あなたのはなし
もうすこし話をききたいな、と思うことがある。
考え方が合っている、似通っているときはもちろん、ちがうときにも深くききたい場合があり、それは体感めずらしい部類に入っている。
親しいひとと話すのは楽しくて自然だ。それとは別に、よく知らないひとについて、信じられるかを確かめるようにきく。
考え方がちがうのだから、まったく聴くに値しないとしたときには去ってしまう。
よく知らないひとのよく分からない話なら、去るほうがほとんどだろうと思うのに、そうでないときが不思議でならない。
はっきりあやしい要素があるならまだしも、どの部分で確かめるべきかを判別しているのだろう。
なんとなく話すひとに寄るのであれば、感覚的な相性のような気もするし、なぜそんなことを話すのか、筋が気になって仕方がないようにも思う。
とすると、一見まるでちがうなりに、どこかで自分と重なりあう可能性があるように思えて、より詳しい話をききたくなるのかもしれない。

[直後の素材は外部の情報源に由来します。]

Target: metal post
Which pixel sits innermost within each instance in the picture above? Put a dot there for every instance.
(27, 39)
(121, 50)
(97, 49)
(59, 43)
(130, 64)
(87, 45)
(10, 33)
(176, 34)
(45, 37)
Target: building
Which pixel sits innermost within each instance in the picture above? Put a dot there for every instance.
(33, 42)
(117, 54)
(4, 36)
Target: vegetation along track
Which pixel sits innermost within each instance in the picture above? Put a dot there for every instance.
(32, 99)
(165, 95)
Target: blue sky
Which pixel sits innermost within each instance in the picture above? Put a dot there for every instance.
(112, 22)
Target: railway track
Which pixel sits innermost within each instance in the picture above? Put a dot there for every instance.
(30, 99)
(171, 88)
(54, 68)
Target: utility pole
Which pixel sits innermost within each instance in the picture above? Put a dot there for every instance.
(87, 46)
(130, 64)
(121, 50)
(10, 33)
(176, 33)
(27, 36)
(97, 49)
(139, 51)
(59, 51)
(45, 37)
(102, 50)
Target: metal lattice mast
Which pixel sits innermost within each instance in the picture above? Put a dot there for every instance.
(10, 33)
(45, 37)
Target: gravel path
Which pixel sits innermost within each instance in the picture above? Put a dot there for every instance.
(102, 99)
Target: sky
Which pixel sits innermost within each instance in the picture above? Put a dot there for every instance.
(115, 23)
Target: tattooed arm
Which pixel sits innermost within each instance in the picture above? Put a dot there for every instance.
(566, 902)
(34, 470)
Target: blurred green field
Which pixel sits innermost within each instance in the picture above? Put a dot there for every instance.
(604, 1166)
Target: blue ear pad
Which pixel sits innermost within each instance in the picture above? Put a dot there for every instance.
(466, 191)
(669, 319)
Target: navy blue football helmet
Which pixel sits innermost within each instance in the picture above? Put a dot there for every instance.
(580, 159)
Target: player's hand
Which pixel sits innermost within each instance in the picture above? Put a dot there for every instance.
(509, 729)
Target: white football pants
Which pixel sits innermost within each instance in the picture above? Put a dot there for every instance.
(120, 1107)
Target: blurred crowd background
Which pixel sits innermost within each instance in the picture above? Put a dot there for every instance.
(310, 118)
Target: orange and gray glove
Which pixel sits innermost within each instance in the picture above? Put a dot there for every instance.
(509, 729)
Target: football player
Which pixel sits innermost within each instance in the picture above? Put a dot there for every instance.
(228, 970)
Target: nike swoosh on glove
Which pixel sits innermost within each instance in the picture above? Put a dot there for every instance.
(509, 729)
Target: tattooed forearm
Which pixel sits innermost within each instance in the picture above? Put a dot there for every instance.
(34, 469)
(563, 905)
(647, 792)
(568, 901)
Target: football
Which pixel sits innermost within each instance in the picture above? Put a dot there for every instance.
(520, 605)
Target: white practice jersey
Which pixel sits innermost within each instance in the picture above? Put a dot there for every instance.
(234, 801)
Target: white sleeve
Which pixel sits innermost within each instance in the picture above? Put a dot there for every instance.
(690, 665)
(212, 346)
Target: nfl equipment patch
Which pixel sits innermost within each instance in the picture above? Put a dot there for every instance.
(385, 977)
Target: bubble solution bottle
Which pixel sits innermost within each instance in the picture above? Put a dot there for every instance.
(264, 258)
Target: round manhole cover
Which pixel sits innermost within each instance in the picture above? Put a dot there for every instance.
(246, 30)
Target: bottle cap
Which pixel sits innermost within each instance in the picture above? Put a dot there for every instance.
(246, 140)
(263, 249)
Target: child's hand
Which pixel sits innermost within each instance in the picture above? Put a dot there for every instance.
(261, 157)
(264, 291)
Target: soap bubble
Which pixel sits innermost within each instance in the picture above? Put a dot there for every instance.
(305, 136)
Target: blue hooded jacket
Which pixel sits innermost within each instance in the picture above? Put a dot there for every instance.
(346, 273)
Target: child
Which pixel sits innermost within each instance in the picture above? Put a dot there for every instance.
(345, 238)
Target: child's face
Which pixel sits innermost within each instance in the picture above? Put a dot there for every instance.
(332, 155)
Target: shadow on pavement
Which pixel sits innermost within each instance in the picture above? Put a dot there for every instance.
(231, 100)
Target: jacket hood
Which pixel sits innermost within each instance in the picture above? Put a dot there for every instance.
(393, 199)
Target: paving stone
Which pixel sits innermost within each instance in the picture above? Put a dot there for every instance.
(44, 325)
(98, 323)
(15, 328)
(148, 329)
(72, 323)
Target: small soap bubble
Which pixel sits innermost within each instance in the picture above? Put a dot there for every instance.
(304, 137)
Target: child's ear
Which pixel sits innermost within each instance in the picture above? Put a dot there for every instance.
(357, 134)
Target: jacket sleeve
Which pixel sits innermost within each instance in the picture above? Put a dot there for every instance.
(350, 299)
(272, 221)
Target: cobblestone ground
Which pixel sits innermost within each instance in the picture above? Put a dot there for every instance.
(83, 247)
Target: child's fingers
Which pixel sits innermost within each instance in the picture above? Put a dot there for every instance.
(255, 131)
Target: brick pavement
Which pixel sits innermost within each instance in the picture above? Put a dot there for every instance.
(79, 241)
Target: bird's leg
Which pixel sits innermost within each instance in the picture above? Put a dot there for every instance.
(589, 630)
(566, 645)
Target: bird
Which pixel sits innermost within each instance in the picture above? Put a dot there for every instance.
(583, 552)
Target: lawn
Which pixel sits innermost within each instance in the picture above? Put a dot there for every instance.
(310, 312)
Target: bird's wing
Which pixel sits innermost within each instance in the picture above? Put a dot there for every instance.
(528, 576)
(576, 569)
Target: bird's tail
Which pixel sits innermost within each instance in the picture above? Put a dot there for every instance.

まったく考え方が同じひとというのはめずらしいし、そのうえぱっと聞いた印象が相容れないのは、もっとめずらしい。
なんだろうこのひとは、と思うときには、主観で行動を精査している。
いままでの経験からなんとなく以外にはたぶんない。
同じとちがうに分けながら、すこしずつちがうに広がっていくのが、ものを知ることなのかもしれない。
それなら体感めずらしいとは思ったけれども、本屋ではいつもやっているように思う。
いつもの雑誌、いつものジャンルから、すこし離れた棚を歩く。
身近だ。
「あなたの話をしている」と、分かる内容が一文めにくるように、惹句を決める話を思い出す。
そうでなくても、自分の話は何とでもつなげようと思えばつながる。「人生」のたとえがなにであっても当てはまるのと似ている。
いま現在がひとりかどうかは関係なしに、世界のたくさんとつながっているような状態、というのを、目指すことができたら嬉しい。
そういうものを見たときに、豊かだ、と思う考え方が、なんやかんやで出来ている。
わたしの主観ではなんとなく、それが信じられる相手の態度のひとつだ。